I’ve participated in photo journeys before. I usually don’t make it more than about a week. That’s why this isn’t a daily journal. Instead, it’s a weekly one. Each week corresponds with the theme of my sermon on the coming Sunday in Lent. I will be preaching in Lent using the songs of Godspell as my guide. I’m going to work to include a blog about each week as well. Here’s the schedule for my sermon series. The posting schedule is Wednesday to Wednesday, so pictures will be posted leading up to the Sunday, and for a few days after. Then shift to the new theme. The exception to that is the week that includes Maundy Thursday and Good Friday. Here’s the schedule:

Feb 18-24 — Prepare the Way.  Themes for the week: Preparation, Baptism, Water, Holy Spirit. The text will be Mark 1:4-13, the baptism of Jesus.

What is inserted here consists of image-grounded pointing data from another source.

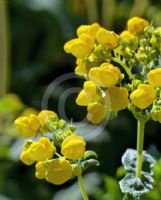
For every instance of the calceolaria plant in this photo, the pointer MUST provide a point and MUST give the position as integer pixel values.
(55, 149)
(122, 71)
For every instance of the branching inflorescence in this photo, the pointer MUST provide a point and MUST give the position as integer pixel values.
(58, 153)
(122, 72)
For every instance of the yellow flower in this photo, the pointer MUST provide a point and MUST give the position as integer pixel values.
(137, 24)
(59, 171)
(156, 115)
(73, 147)
(154, 77)
(88, 94)
(41, 150)
(143, 96)
(107, 38)
(44, 116)
(118, 97)
(106, 75)
(96, 112)
(88, 29)
(126, 35)
(40, 170)
(24, 157)
(29, 111)
(27, 126)
(82, 68)
(80, 47)
(76, 170)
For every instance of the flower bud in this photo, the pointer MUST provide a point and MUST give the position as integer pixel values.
(27, 126)
(143, 96)
(24, 157)
(137, 24)
(88, 94)
(41, 150)
(154, 77)
(44, 117)
(106, 75)
(73, 147)
(59, 171)
(96, 112)
(118, 97)
(40, 170)
(107, 38)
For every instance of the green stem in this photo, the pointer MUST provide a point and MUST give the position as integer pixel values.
(108, 8)
(140, 143)
(4, 48)
(82, 188)
(125, 67)
(92, 12)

Feb 25-Mar 4 — Day by Day. Themes for the week: Community, Fellowship, Growth, See more clearly, Love more dearly, Follow more nearly. The text will be Mark 18:21-35, the parable of the unforgiving servant.

Mar 5-Mar 11 — By My Side. Themes for the week: Pebble in your shoe, Conflict, Tension, Determination, Courage. The text will be John John 8:1-11, the story of the woman caught in adultery.

Mar 12-Mar 18 — On the Willows. Themes for the week: Sadness, Depression, Lamentation, Betrayal, Judas. The texts will be Psalm 137 and Matthew 26:14-16, which is the moment Judas agrees to betray Jesus.

Mar 19-25 — All Good Gifts. Themes for the week: Thankful, Seed, Harvest, Gifts. The text will be Matthew 13, the parable of the sower.

Mar 26-April 4– We Beseech Thee. Themes for the week: Palms, Crucifixion, Sorrow, Service, Supper, Bread Broken, Washed Feet. The text will be Mark 11:1-11, Jesus’ entry into Jerusalem and Palm Sunday.

Apr 5-Apr 8 — Beautiful City. Themes for the week: Easter, Resurrection, Eternity, Empty Tomb, Wonder. The text will be Mark 16:1-8, the women find the empty tomb.